Teilhard estuvo todo el tiempo consciente de las dificultades que su visión impondría a la teología ortodoxa, y por tal razón advirtió que sólo describía los rasgos de un fenómeno. Si se atrevió a presentar la monumental narrativa de su obra fue porque estaba persuadido de que el siglo XX fue “probablemente más religioso que cualquiera otro. ¿Cómo pudiera no serlo, con tantos problemas por resolver? El único problema es que todavía no ha encontrado un Dios que pueda adorar”.* San Pedro Teilhard se atrevió a sugerir un esbozo apenas de su imagen, entrevista al final de la aventura cósmica cuya crónica escribió.

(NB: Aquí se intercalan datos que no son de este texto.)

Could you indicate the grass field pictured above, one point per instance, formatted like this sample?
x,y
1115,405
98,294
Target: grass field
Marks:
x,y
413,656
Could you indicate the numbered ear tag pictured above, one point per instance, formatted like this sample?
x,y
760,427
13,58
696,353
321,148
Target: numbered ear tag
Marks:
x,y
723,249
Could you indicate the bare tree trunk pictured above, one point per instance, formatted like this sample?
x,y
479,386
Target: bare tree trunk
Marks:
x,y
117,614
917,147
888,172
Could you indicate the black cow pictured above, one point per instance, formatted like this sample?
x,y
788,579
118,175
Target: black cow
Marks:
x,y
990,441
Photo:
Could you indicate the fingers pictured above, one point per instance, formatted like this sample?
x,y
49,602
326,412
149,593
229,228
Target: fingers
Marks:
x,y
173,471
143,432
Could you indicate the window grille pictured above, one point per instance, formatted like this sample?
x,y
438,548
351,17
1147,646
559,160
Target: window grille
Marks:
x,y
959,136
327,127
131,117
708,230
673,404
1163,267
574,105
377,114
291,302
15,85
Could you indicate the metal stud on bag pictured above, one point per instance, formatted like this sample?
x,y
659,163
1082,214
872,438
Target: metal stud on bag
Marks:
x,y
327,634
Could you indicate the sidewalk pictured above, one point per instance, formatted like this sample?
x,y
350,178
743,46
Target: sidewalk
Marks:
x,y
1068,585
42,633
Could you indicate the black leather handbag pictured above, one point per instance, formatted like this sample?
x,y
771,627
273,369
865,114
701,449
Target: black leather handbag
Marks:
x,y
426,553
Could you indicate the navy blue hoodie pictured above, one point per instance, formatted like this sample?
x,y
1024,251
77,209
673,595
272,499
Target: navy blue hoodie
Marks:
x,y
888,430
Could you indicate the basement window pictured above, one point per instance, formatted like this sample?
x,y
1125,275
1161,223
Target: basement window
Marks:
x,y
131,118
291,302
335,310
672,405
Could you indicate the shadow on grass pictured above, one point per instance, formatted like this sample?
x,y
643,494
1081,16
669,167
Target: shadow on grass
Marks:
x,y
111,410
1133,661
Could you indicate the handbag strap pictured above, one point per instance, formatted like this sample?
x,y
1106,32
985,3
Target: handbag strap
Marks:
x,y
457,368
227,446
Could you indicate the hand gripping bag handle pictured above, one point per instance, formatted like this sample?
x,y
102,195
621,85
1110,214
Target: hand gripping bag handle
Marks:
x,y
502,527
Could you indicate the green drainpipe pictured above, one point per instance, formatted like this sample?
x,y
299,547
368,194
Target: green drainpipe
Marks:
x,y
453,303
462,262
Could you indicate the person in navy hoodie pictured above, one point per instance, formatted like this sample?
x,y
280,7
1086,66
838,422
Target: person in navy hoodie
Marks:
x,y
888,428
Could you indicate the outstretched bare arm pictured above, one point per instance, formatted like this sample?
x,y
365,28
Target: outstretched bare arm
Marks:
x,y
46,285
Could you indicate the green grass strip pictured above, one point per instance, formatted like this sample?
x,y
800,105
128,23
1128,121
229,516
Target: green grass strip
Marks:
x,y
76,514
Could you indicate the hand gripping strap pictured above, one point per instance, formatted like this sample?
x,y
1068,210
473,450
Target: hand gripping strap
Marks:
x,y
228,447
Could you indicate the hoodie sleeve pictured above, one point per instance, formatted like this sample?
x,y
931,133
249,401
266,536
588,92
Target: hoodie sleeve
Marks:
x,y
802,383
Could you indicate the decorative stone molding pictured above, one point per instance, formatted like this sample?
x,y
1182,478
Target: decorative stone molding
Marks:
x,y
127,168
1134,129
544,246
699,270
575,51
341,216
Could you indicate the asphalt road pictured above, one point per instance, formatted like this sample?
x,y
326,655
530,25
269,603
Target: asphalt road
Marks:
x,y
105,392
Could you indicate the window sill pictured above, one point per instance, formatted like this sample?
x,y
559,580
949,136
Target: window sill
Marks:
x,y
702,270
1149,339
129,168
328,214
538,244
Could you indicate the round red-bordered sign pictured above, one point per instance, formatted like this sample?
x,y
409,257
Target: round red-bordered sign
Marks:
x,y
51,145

Pero Teilhard sabía que tan acendrado y descomunal optimismo sería objetado por quienes apuntarían, atinadamente, que la peripecia humana aloja innumerables instancias de mal. Por lo demás, no necesitaba ese acicate: para cuando se completaba la escritura de El fenómeno humano, ya la Segunda Guerra Mundial había entrado en su segundo año de muerte y destrucción. Por esto se sintió obligado a escribir un apéndice a su obra: “Algunas consideraciones acerca del lugar y la parte que corresponden al mal en un mundo en evolución”. En él enumera Teilhard cuatro clases de mal en el mundo:

Mal de desorden y de fracaso, en primer lugar. Hasta en sus zonas reflexivas, ya lo hemos visto, el Mundo procede a golpe de probabilidades, por tanteo. Ahora bien: por este mismo hecho, incluso dentro del dominio humano (en el cual, no obstante, el azar está mejor controlado), cuántos fallos para un éxito, cuántas miserias para una alegría, cuántos pecados para un solo santo… estadísticamente, en todos los grados de la Evolución, siempre y por todo lugar, el Mal se forma y se vuelve a formar, implacablemente, en nosotros y a nuestro alrededor. Necessarium est ut scandala eveniant. Así lo exige, sin apelación posible, el juego de los grandes números en el seno de una Multitud en vías de organización.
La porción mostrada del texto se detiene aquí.